Brown was born on a farm at Woodbridge Township, New Jersey, on October 9, 1885. He graduated from Woodbridge High School in 1902. From 1906 to 1910 Dr. Brown served as assistant soil chemist and bacteriologist at the New Jersey Agricultural Experiment Station under J. G. Lipman. On several occasions he mentioned that no man had influenced him more than Lipman.

Brown received his B.S. (1909), A.M. (1909), and Ph.D. (1912) from Rutgers University. In 1910 he joined the Iowa State College faculty as Assistant Professor (1910-1912) of soil bacteriology. Soon after he was promoted to Associate Professor (1912-1914) and Professor (1914-1932). In 1932 he became the head of the Department of Agronomy and served until his sudden death from a heart attack in 1937. His major interests of study included soil bacteriology, soil fertility and soil survey. During his time at Iowa State he was heavily involved in establishing curriculum in the soil science discipline.
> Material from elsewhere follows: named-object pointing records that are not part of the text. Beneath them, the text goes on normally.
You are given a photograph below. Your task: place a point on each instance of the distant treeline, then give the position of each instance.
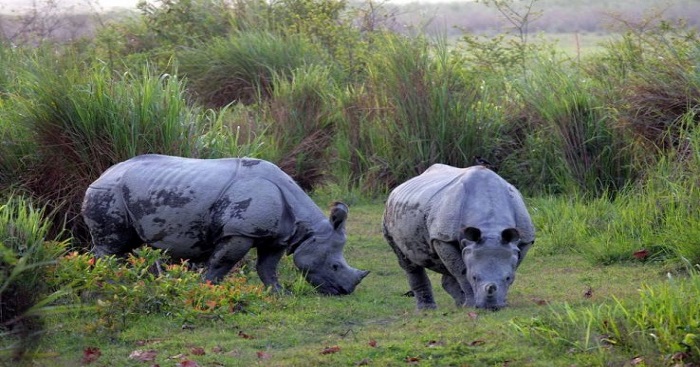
(555, 16)
(55, 20)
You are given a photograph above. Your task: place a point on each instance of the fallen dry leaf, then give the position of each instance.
(641, 254)
(263, 355)
(187, 363)
(178, 356)
(217, 349)
(141, 343)
(331, 350)
(637, 361)
(91, 354)
(435, 343)
(412, 360)
(143, 355)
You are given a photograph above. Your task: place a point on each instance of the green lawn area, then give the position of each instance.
(375, 326)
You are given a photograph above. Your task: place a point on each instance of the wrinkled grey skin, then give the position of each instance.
(467, 224)
(216, 210)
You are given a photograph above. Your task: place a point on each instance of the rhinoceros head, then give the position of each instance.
(491, 262)
(320, 256)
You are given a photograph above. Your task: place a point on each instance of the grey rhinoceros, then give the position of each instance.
(216, 210)
(467, 224)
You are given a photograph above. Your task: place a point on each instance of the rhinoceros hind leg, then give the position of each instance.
(226, 254)
(268, 258)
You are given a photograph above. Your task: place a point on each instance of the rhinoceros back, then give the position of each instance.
(183, 205)
(444, 199)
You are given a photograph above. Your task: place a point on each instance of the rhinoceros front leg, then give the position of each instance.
(417, 278)
(268, 258)
(455, 283)
(422, 289)
(226, 254)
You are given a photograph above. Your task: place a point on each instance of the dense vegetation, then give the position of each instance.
(350, 108)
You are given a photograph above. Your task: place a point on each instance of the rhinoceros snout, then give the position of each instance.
(491, 299)
(491, 290)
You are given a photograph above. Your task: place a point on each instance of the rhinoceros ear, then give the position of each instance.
(510, 235)
(339, 212)
(471, 234)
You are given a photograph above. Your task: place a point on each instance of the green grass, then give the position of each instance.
(376, 325)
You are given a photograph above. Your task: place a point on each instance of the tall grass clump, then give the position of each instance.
(79, 121)
(301, 129)
(653, 71)
(572, 143)
(660, 328)
(26, 256)
(241, 67)
(425, 107)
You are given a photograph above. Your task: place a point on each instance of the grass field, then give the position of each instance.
(375, 326)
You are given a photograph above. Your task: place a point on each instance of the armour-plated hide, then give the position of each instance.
(216, 210)
(467, 224)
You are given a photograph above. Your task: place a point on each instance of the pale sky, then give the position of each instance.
(15, 5)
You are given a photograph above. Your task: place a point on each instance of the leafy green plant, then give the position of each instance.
(26, 258)
(241, 67)
(120, 291)
(662, 327)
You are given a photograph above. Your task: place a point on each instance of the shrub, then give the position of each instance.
(661, 328)
(571, 143)
(421, 108)
(146, 282)
(26, 258)
(240, 68)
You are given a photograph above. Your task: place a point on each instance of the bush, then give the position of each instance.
(240, 68)
(661, 328)
(26, 259)
(120, 291)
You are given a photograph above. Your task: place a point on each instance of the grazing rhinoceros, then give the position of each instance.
(468, 224)
(217, 210)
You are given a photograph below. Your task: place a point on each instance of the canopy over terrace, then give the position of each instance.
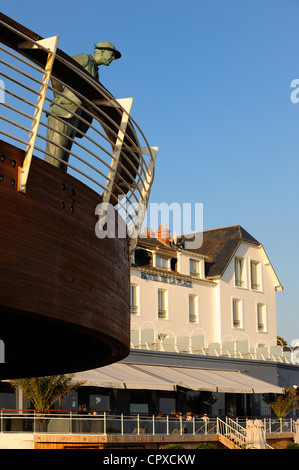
(152, 377)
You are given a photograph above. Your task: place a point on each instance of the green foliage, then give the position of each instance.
(205, 445)
(43, 392)
(292, 445)
(174, 446)
(282, 404)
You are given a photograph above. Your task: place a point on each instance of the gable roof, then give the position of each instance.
(220, 246)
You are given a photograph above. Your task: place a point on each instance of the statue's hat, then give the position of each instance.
(107, 46)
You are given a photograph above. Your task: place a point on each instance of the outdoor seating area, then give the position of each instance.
(104, 429)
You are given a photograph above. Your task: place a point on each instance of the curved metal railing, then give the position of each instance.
(113, 157)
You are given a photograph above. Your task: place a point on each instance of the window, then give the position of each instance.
(261, 317)
(194, 267)
(162, 312)
(239, 272)
(192, 309)
(161, 262)
(134, 300)
(255, 275)
(237, 313)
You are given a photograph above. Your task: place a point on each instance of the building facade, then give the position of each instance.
(218, 299)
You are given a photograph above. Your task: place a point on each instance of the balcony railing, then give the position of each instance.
(121, 424)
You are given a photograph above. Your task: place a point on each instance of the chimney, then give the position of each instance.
(163, 234)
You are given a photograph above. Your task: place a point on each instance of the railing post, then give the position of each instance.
(126, 104)
(51, 45)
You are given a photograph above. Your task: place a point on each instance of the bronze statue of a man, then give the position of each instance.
(59, 145)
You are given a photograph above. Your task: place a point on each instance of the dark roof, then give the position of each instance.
(220, 245)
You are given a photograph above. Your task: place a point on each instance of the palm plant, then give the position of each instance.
(43, 392)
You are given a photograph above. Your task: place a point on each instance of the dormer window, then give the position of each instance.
(162, 263)
(239, 272)
(194, 267)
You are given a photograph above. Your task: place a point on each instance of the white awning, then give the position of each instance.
(155, 377)
(120, 375)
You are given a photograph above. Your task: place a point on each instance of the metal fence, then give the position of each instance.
(105, 423)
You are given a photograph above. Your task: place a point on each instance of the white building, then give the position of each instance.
(218, 299)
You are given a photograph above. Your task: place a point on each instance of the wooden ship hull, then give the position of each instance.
(64, 293)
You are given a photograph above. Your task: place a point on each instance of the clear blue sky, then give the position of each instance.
(211, 86)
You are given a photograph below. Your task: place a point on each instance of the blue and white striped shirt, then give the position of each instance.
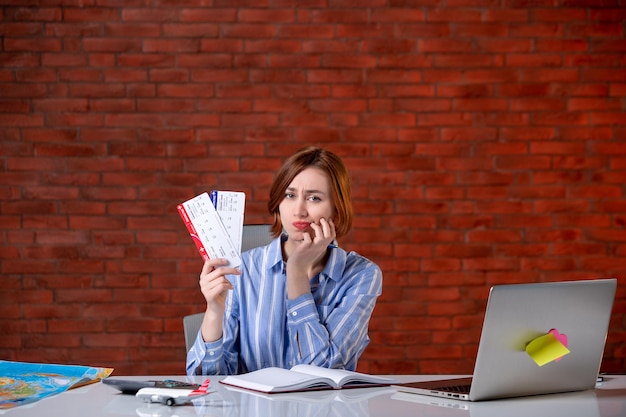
(262, 327)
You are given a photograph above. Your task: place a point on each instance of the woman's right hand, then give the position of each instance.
(213, 283)
(215, 287)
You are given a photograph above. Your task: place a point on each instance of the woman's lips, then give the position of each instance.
(301, 225)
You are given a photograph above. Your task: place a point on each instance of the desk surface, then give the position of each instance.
(99, 400)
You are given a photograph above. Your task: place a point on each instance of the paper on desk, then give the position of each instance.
(549, 347)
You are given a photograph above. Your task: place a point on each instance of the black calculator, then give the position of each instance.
(128, 386)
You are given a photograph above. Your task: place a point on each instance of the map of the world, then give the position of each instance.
(23, 383)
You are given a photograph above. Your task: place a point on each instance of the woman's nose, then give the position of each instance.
(300, 208)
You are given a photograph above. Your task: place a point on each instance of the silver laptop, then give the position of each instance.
(520, 313)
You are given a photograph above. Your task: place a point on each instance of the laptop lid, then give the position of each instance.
(518, 314)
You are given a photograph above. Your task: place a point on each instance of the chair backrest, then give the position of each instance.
(253, 235)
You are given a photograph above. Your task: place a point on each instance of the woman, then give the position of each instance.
(300, 299)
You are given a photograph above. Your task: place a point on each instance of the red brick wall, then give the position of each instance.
(486, 140)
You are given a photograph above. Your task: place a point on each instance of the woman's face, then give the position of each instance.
(307, 200)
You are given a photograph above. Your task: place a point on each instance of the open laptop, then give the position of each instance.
(520, 313)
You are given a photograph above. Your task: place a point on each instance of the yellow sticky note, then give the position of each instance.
(545, 349)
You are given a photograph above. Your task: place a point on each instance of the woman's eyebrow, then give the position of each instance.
(307, 191)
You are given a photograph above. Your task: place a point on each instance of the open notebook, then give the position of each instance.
(538, 338)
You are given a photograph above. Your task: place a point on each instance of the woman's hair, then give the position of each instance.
(338, 178)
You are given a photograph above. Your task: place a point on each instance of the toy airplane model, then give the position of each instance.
(173, 396)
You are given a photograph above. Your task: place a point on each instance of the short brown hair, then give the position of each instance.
(338, 178)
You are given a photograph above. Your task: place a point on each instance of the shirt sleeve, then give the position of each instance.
(218, 357)
(335, 336)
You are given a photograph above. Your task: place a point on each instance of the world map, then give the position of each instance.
(23, 382)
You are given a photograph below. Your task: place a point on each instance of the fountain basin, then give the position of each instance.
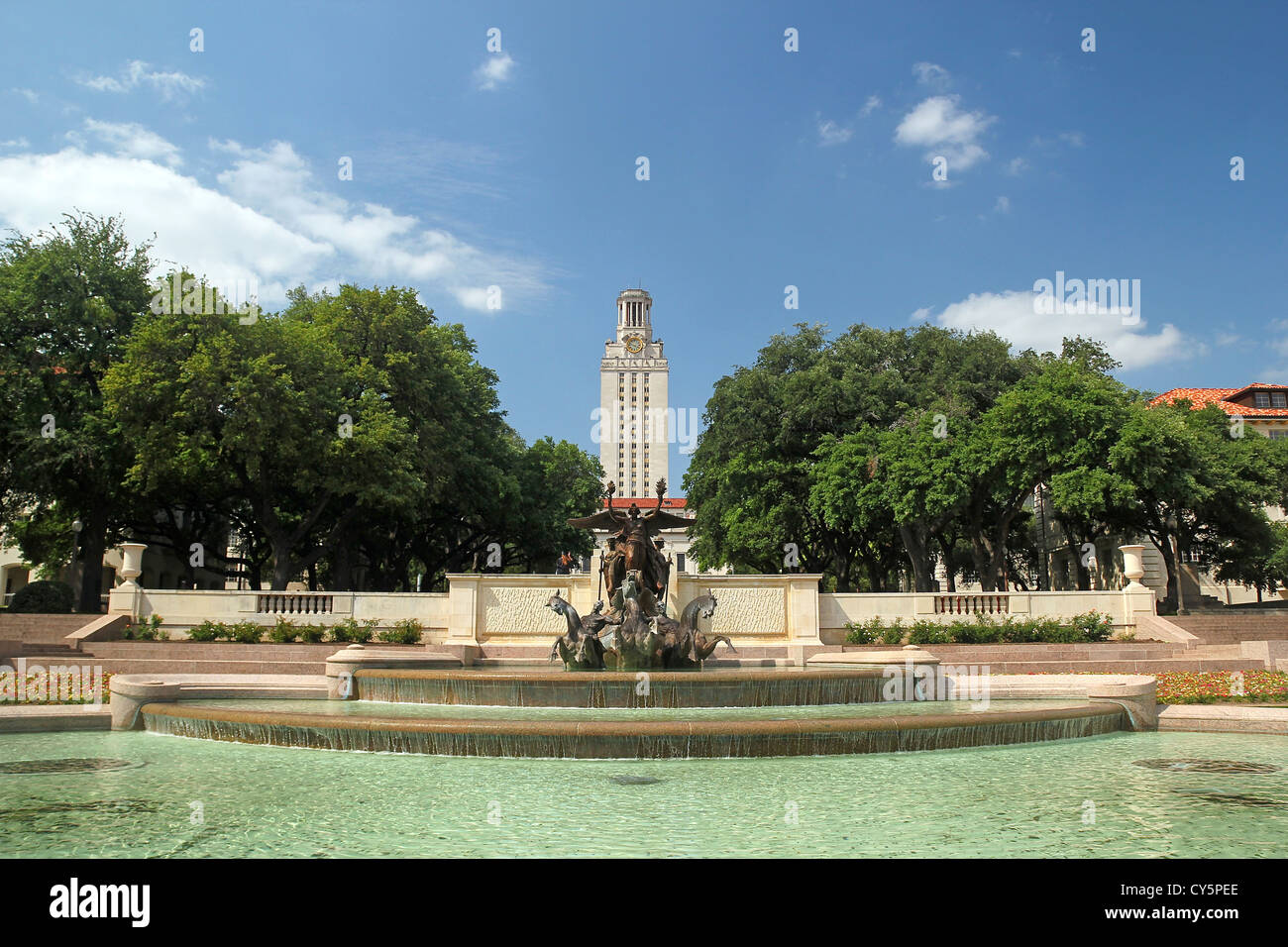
(590, 738)
(717, 688)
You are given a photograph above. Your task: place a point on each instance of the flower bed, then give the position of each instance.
(1222, 686)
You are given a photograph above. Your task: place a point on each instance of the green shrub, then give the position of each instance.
(310, 634)
(43, 598)
(1095, 626)
(926, 631)
(980, 630)
(248, 633)
(1051, 631)
(283, 631)
(406, 631)
(147, 630)
(1019, 630)
(353, 630)
(207, 631)
(893, 633)
(863, 631)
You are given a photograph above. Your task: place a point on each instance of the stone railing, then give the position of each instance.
(294, 603)
(969, 603)
(506, 607)
(836, 609)
(180, 609)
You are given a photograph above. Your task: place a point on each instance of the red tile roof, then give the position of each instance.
(1202, 397)
(647, 502)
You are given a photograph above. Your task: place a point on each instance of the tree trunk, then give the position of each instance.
(922, 570)
(93, 544)
(283, 566)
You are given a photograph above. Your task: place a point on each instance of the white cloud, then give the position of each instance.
(930, 73)
(1012, 315)
(493, 71)
(831, 133)
(941, 127)
(130, 140)
(269, 222)
(172, 86)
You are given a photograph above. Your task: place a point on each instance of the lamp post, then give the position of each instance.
(71, 565)
(1173, 527)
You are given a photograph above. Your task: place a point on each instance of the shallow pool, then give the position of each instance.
(1085, 797)
(467, 711)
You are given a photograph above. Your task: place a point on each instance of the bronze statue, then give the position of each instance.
(579, 647)
(634, 538)
(638, 641)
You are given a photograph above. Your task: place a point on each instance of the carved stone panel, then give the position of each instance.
(747, 611)
(518, 611)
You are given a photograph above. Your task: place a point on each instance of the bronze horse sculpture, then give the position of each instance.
(579, 647)
(635, 534)
(638, 641)
(683, 644)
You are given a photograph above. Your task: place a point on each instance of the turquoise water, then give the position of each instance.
(1012, 800)
(456, 711)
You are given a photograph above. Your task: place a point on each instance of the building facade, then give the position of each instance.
(634, 423)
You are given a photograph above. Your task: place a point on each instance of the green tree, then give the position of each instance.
(267, 421)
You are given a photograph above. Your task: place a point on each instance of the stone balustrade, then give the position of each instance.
(511, 608)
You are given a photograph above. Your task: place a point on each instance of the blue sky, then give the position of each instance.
(767, 169)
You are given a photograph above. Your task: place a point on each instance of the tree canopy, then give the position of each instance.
(871, 455)
(351, 438)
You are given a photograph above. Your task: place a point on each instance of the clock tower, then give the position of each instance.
(634, 427)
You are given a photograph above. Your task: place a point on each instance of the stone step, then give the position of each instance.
(189, 651)
(1126, 667)
(116, 665)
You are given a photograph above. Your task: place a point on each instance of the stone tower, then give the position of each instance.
(634, 423)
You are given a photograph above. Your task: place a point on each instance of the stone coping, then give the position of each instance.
(544, 676)
(866, 659)
(43, 718)
(630, 728)
(132, 690)
(632, 740)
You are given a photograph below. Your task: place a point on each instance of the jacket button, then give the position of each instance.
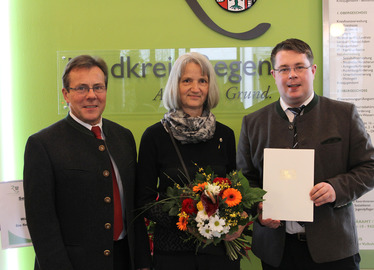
(106, 173)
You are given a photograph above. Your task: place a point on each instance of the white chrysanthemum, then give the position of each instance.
(226, 229)
(201, 216)
(216, 223)
(212, 188)
(206, 231)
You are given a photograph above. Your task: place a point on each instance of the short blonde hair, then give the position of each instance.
(171, 96)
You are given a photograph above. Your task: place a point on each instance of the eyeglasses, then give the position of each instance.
(286, 71)
(98, 89)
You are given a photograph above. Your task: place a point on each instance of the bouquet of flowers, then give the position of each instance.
(210, 207)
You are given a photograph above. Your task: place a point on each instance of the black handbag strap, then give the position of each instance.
(178, 152)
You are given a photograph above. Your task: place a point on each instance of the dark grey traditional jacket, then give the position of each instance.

Brown was also heavily involved in numerous professional organizations including: the American Association for the Advancement of Science, the Iowa Academy of Science, the American Chemical Society, the American Society of Agronomy, the American Soil Survey Association, the Soil Science Society of America, and the International Society of Soil Scientists. He was also consulting editor of Soil Science and business manager and Editor-in-Chief of the Iowa State College Journal of Science.

Brown held the office of secretary-treasurer for the American Society of Agronomy from 1920 until 1937 except in 1932 when he served as president. He was also one of the first 10 "fellows" elected in 1925. After the establishment of the Soil Science Society of America in 1935 he served as secretary-treasurer and also served as the treasurer of the international Society of Soil Scientists. Due to Brown's great contribution to the American Society of Agronomy, J. D. Luckett, one time Editor of the Journal of American Society of Agronomy, stated, "I feel that the American Society of Agronomy and all that it stands for today is one of the splendid monuments that Dr. Brown has left to his enduring memory."